A Igreja dos Frades, na cidade da Ribeira Grande, na costa norte da ilha de São Miguel, esteve encerrada ao culto quase 30 anos e reabriu a 14 de fevereiro de 2013 como museu de interpretação do Franciscanismo para dar a conhecer a importância daquela congregação religiosa.




Além do órgão de 1863, o vasto espólio religioso do templo, do século XVII, inclui mais de 30 imagens, algumas com mais de 200 anos, e retábulos de talha dourada.

"O órgão do convento de Nossa Senhora da Guadalupe foi construído em 1863 e é quarto maior instrumento construído por João Nicolau Ferreira (1820-1878), de entre os nove por ele construídos", refere a autarquia, salientando que o construtor foi "o percursor" de uma nova fase da história do órgão nos Açores.
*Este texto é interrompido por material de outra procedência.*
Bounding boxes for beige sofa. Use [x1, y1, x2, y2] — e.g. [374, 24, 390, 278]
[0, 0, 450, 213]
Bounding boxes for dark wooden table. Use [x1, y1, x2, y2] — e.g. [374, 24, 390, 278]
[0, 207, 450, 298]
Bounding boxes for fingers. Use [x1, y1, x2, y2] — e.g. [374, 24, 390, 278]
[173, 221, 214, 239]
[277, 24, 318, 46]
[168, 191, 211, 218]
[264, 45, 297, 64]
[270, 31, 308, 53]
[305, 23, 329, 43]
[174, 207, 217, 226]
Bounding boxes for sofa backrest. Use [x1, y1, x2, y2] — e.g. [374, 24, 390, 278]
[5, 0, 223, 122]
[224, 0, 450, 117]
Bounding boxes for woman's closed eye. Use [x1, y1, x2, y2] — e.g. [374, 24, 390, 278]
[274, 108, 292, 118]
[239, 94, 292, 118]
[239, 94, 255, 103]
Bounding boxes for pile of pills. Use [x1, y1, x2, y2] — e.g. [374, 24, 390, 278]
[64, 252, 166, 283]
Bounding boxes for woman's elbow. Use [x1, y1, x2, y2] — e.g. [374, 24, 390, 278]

"Numa conjuntura em que a organaria portuguesa e o circuito do repertório organístico no continente se ressentiam fortemente com as políticas liberais, nos Açores assistiu-se à continuação do ofício da organaria até 1907”, sublinha.

Natural de Ponta Delgada, João Nicolau Ferreira era carpinteiro e foi instruído na arte da organaria pelo padre Joaquim Silvestre Serrão, com quem colaborou na construção dos órgãos da Sé de Angra, em 1854, e de São Pedro, em Ponta Delgada (1858), de acordo com a Câmara.
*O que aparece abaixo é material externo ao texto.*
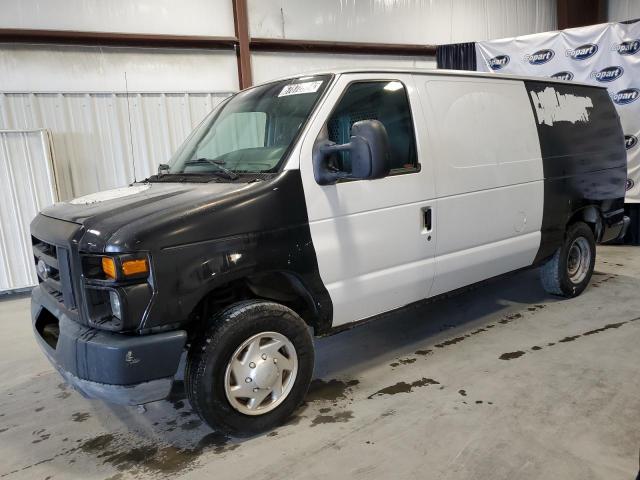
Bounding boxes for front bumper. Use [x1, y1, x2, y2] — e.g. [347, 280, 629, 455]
[31, 287, 187, 405]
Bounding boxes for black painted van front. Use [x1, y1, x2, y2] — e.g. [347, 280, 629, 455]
[31, 170, 331, 404]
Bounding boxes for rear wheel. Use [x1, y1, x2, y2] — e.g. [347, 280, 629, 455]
[540, 222, 596, 297]
[185, 300, 314, 435]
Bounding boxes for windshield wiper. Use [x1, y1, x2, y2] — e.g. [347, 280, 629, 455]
[184, 158, 239, 180]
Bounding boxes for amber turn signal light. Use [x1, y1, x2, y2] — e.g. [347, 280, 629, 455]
[102, 257, 116, 280]
[122, 258, 149, 277]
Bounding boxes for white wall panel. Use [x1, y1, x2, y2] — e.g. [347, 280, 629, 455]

A autarquia sublinha ainda a importância, no contexto português, dos instrumentos de João Ferreira, que utilizava "materiais acessíveis na ilha (incluindo elementos de órgãos anteriores)" e outros que concebia com base "em modelos da organaria portuguesa de final de setecentos, largamente representada nos Açores” por instrumentos assinados pelos organeiros Joaquim António Peres Fontanes e António Xavier Machado e Cerveira.
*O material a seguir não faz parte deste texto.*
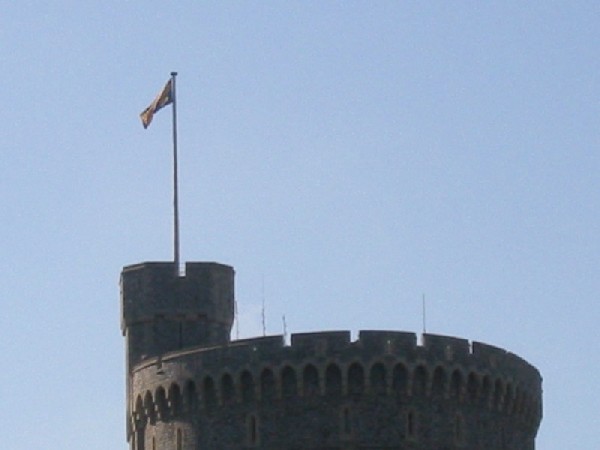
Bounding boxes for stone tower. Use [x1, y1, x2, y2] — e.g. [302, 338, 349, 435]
[121, 262, 542, 450]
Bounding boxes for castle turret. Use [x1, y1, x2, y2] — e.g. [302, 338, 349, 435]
[121, 262, 234, 371]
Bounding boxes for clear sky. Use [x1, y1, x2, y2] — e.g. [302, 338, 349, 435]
[0, 0, 600, 450]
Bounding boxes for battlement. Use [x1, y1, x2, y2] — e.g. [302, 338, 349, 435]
[131, 331, 542, 436]
[135, 330, 541, 383]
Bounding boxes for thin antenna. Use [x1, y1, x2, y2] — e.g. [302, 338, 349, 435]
[261, 275, 267, 336]
[233, 300, 240, 340]
[422, 294, 427, 334]
[171, 72, 180, 276]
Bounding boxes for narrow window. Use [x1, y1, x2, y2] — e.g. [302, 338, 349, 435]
[135, 428, 146, 450]
[177, 429, 183, 450]
[342, 406, 352, 435]
[247, 414, 258, 446]
[454, 414, 465, 444]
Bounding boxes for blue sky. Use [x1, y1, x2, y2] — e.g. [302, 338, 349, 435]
[0, 1, 600, 450]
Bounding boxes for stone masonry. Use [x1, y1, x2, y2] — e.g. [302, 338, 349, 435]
[121, 262, 542, 450]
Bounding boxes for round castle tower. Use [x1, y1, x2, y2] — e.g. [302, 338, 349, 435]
[121, 263, 542, 450]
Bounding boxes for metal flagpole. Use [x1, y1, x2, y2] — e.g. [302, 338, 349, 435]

O órgão vai ser recuperado por Dinarte Machado e a autarquia refere que apresentou à Direção Regional da Cultura um pedido de comparticipação financeira.

Além de várias intervenções do género nos Açores e na Madeira, Dinarte Machado restaurou quase 80 órgãos dos cerca de 100 que compõem o acervo histórico português, entre os quais os seis órgãos do Palácio Nacional de Mafra.

Além disso, participou no restauro dos órgãos do Palácio Real de Madrid e da igreja de São Francisco, em Lorca (Múrcia), Espanha.

Foi condecorado pelo Presidente da República e ganhou o prémio internacional Europa Nostra em 2010.

A Igreja dos Frades conta ainda no seu espólio com um conjunto de esculturas que representam a vida e os santos franciscanos e anualmente saem à rua na Procissão dos Terceiros.